I can wish all I want, but it doesn't change reality:

  • almost 80% of high school students have tried beer, wine, or hard liquor before they come to college, and this is before most of them have left their parents' homes for the independence of life on campus. What are the odds these students are going to greet their newfound freedom by becoming teetotalers? Slim.
  • The law is quite clear: not only is it illegal for the College to provide minors with alcohol, it is also illegal for the institution to permit underage drinking. In other words, we are responsible for exercising due diligence in enforcing prohibition on our underage students. If we turn a blind eye to illegal consumption, we are legally liable for any disastrous outcomes that may befall underage drinkers; this liability is so huge, so potentially catastrophic, that it is impossible to ignore. We are forced into an enforcement relationship with our students rather than the mentoring relationship we would prefer.
  • Alcohol abuse at Muhlenberg is becoming more of a problem , not less. The number of total alcohol violations last semester was up 55% over the previous fall semester. The total number of alcohol problems requiring students to be transported to the hospital almost quadrupled!
  • Although college students insist that they are young adults and should be treated as such ("if we're old enough to vote and serve in the military ...") their alcohol-related behavior all too frequently contradicts these claims to maturity. Binge drinking is increasing, and alcohol abuse is responsible for almost all acts of vandalism and almost all sexual assault on campus. Students know all these things, yet typically respond: if you don't let us drink on campus, we will be forced to drink off-campus and drive drunk. Such behavior and such statements do not encourage stodgy administrators like me to have much hope that a policy of benign neglect would produce anything less than a disaster.

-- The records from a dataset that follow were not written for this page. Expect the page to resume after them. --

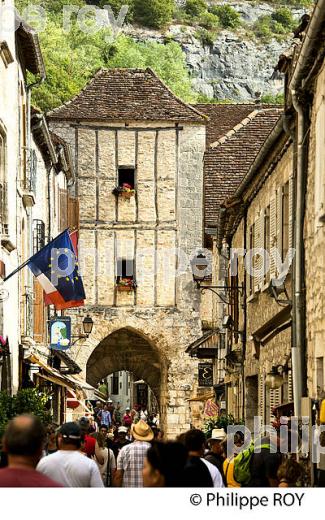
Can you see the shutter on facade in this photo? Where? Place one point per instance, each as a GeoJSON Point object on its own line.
{"type": "Point", "coordinates": [273, 236]}
{"type": "Point", "coordinates": [39, 313]}
{"type": "Point", "coordinates": [261, 397]}
{"type": "Point", "coordinates": [73, 213]}
{"type": "Point", "coordinates": [291, 210]}
{"type": "Point", "coordinates": [279, 223]}
{"type": "Point", "coordinates": [290, 386]}
{"type": "Point", "coordinates": [275, 399]}
{"type": "Point", "coordinates": [63, 198]}
{"type": "Point", "coordinates": [260, 245]}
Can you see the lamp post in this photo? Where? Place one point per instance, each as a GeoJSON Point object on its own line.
{"type": "Point", "coordinates": [87, 325]}
{"type": "Point", "coordinates": [200, 272]}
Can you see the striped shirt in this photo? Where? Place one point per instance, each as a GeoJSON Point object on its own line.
{"type": "Point", "coordinates": [130, 460]}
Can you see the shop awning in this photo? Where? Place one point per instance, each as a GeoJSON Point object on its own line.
{"type": "Point", "coordinates": [206, 347]}
{"type": "Point", "coordinates": [281, 321]}
{"type": "Point", "coordinates": [51, 374]}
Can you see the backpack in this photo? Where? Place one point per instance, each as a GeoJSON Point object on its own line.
{"type": "Point", "coordinates": [242, 464]}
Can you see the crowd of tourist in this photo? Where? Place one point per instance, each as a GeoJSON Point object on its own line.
{"type": "Point", "coordinates": [131, 452]}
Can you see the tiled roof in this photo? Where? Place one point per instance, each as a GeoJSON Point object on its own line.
{"type": "Point", "coordinates": [228, 160]}
{"type": "Point", "coordinates": [223, 117]}
{"type": "Point", "coordinates": [126, 95]}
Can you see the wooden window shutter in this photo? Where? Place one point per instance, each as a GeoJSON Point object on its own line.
{"type": "Point", "coordinates": [73, 213]}
{"type": "Point", "coordinates": [279, 223]}
{"type": "Point", "coordinates": [273, 236]}
{"type": "Point", "coordinates": [260, 245]}
{"type": "Point", "coordinates": [261, 397]}
{"type": "Point", "coordinates": [290, 386]}
{"type": "Point", "coordinates": [291, 212]}
{"type": "Point", "coordinates": [39, 313]}
{"type": "Point", "coordinates": [63, 198]}
{"type": "Point", "coordinates": [275, 400]}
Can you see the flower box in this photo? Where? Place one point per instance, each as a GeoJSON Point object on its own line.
{"type": "Point", "coordinates": [124, 191]}
{"type": "Point", "coordinates": [126, 285]}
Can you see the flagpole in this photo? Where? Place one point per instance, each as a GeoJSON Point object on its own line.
{"type": "Point", "coordinates": [19, 268]}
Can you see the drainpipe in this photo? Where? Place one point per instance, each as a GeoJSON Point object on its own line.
{"type": "Point", "coordinates": [298, 342]}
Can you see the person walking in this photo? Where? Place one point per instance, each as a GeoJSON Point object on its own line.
{"type": "Point", "coordinates": [130, 460]}
{"type": "Point", "coordinates": [127, 418]}
{"type": "Point", "coordinates": [105, 459]}
{"type": "Point", "coordinates": [68, 465]}
{"type": "Point", "coordinates": [24, 440]}
{"type": "Point", "coordinates": [198, 471]}
{"type": "Point", "coordinates": [164, 465]}
{"type": "Point", "coordinates": [216, 453]}
{"type": "Point", "coordinates": [105, 416]}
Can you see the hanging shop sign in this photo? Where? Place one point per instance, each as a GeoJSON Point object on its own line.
{"type": "Point", "coordinates": [205, 374]}
{"type": "Point", "coordinates": [60, 333]}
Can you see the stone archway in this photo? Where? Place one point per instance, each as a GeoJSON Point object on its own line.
{"type": "Point", "coordinates": [127, 349]}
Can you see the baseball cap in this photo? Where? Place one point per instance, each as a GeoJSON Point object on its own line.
{"type": "Point", "coordinates": [70, 430]}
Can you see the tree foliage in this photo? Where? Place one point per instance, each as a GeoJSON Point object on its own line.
{"type": "Point", "coordinates": [154, 13]}
{"type": "Point", "coordinates": [26, 401]}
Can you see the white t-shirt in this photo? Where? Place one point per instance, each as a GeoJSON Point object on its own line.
{"type": "Point", "coordinates": [71, 469]}
{"type": "Point", "coordinates": [215, 474]}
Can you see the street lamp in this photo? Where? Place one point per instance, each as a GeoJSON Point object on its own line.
{"type": "Point", "coordinates": [274, 379]}
{"type": "Point", "coordinates": [87, 326]}
{"type": "Point", "coordinates": [200, 271]}
{"type": "Point", "coordinates": [199, 266]}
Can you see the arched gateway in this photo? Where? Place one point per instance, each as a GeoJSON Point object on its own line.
{"type": "Point", "coordinates": [126, 349]}
{"type": "Point", "coordinates": [139, 178]}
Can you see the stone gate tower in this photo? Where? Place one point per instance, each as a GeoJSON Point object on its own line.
{"type": "Point", "coordinates": [139, 166]}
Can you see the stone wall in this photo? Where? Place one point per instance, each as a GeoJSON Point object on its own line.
{"type": "Point", "coordinates": [260, 306]}
{"type": "Point", "coordinates": [314, 245]}
{"type": "Point", "coordinates": [164, 216]}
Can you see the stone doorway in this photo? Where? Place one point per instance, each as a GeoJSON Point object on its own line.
{"type": "Point", "coordinates": [251, 401]}
{"type": "Point", "coordinates": [128, 350]}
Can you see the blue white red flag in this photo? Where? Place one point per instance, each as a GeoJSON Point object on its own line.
{"type": "Point", "coordinates": [56, 268]}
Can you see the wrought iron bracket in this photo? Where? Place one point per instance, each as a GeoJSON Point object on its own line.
{"type": "Point", "coordinates": [215, 289]}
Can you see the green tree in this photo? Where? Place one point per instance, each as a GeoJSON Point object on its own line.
{"type": "Point", "coordinates": [168, 62]}
{"type": "Point", "coordinates": [195, 8]}
{"type": "Point", "coordinates": [154, 13]}
{"type": "Point", "coordinates": [116, 6]}
{"type": "Point", "coordinates": [228, 16]}
{"type": "Point", "coordinates": [284, 17]}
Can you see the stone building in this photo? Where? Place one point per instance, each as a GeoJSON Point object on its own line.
{"type": "Point", "coordinates": [236, 135]}
{"type": "Point", "coordinates": [258, 218]}
{"type": "Point", "coordinates": [19, 54]}
{"type": "Point", "coordinates": [139, 167]}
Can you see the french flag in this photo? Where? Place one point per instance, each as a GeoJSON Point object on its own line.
{"type": "Point", "coordinates": [56, 268]}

What is to be done? If Muhlenberg had a foolproof solution to the problem of student alcohol abuse we could patent it, sell it, and soon have an endowment bigger than Harvard's. This, I regret to say, is unlikely. The law requires college administrators to follow the example of Pentheus, ignoring the ineffectiveness, danger, and futility of this strategy. And so, for now, there is little we can do but continue to refine policies that seek to curb underage drinking, while working together, thinking together, and communicating with each other about programs that will ameliorate, although not solve, the scourge of alcohol abuse:

•   The BYOB policy that we have tried in recent months, and that was praised last semester by the Weekly , allows responsible drinking by students who have reached legal age. Can it be fine-tuned?

•   Students know that they should intervene when they see friends drink too much - they should take their car keys, escort them home, or seek medical help when it is indicated. But all too often they avoid these difficult obligations of friendship. Can we persuade students to do better by their friends?

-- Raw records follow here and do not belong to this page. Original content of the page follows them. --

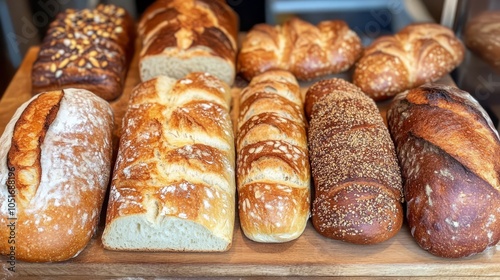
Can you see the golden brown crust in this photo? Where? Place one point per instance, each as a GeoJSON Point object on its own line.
{"type": "Point", "coordinates": [448, 150]}
{"type": "Point", "coordinates": [88, 49]}
{"type": "Point", "coordinates": [417, 54]}
{"type": "Point", "coordinates": [306, 50]}
{"type": "Point", "coordinates": [356, 176]}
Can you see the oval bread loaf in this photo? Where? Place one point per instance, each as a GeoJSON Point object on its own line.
{"type": "Point", "coordinates": [357, 181]}
{"type": "Point", "coordinates": [448, 149]}
{"type": "Point", "coordinates": [272, 163]}
{"type": "Point", "coordinates": [55, 162]}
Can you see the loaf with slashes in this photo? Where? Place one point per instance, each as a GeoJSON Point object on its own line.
{"type": "Point", "coordinates": [173, 187]}
{"type": "Point", "coordinates": [272, 159]}
{"type": "Point", "coordinates": [357, 181]}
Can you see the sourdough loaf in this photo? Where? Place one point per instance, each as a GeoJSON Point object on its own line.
{"type": "Point", "coordinates": [55, 162]}
{"type": "Point", "coordinates": [183, 36]}
{"type": "Point", "coordinates": [357, 181]}
{"type": "Point", "coordinates": [419, 53]}
{"type": "Point", "coordinates": [89, 49]}
{"type": "Point", "coordinates": [272, 163]}
{"type": "Point", "coordinates": [306, 50]}
{"type": "Point", "coordinates": [448, 150]}
{"type": "Point", "coordinates": [173, 186]}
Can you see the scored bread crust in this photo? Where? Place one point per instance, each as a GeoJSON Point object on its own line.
{"type": "Point", "coordinates": [297, 46]}
{"type": "Point", "coordinates": [357, 181]}
{"type": "Point", "coordinates": [272, 163]}
{"type": "Point", "coordinates": [448, 149]}
{"type": "Point", "coordinates": [173, 186]}
{"type": "Point", "coordinates": [89, 49]}
{"type": "Point", "coordinates": [58, 149]}
{"type": "Point", "coordinates": [419, 53]}
{"type": "Point", "coordinates": [183, 36]}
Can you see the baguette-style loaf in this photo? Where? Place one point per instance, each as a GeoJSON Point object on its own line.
{"type": "Point", "coordinates": [306, 50]}
{"type": "Point", "coordinates": [357, 181]}
{"type": "Point", "coordinates": [55, 162]}
{"type": "Point", "coordinates": [419, 53]}
{"type": "Point", "coordinates": [183, 36]}
{"type": "Point", "coordinates": [89, 49]}
{"type": "Point", "coordinates": [482, 36]}
{"type": "Point", "coordinates": [448, 150]}
{"type": "Point", "coordinates": [272, 163]}
{"type": "Point", "coordinates": [173, 186]}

•   We are already investing in substance-free social events, though they are not always as well attended as one would hope - perhaps because they lack the social cachet of alcohol. Can we be more creative and more energetic in devising substance-free social activities?

•   We are already striving to educate students about the health, safety, and legal liability risks of alcohol abuse and its consequences - can we try even harder? Can we do so more effectively?

•   We already have thoughtful policies that require TIPS training, security at parties where alcohol is served, and other precautions. Do we need additional policies?

•   We are committed to a student judiciary system that flags and responds strongly to alcohol-related misbehavior - can it be more effective?

Perhaps it's time we organized a community conversation about alcohol. Perhaps we should stage a production of Euripides' Bacchae - and invite our legislators to a front row seat.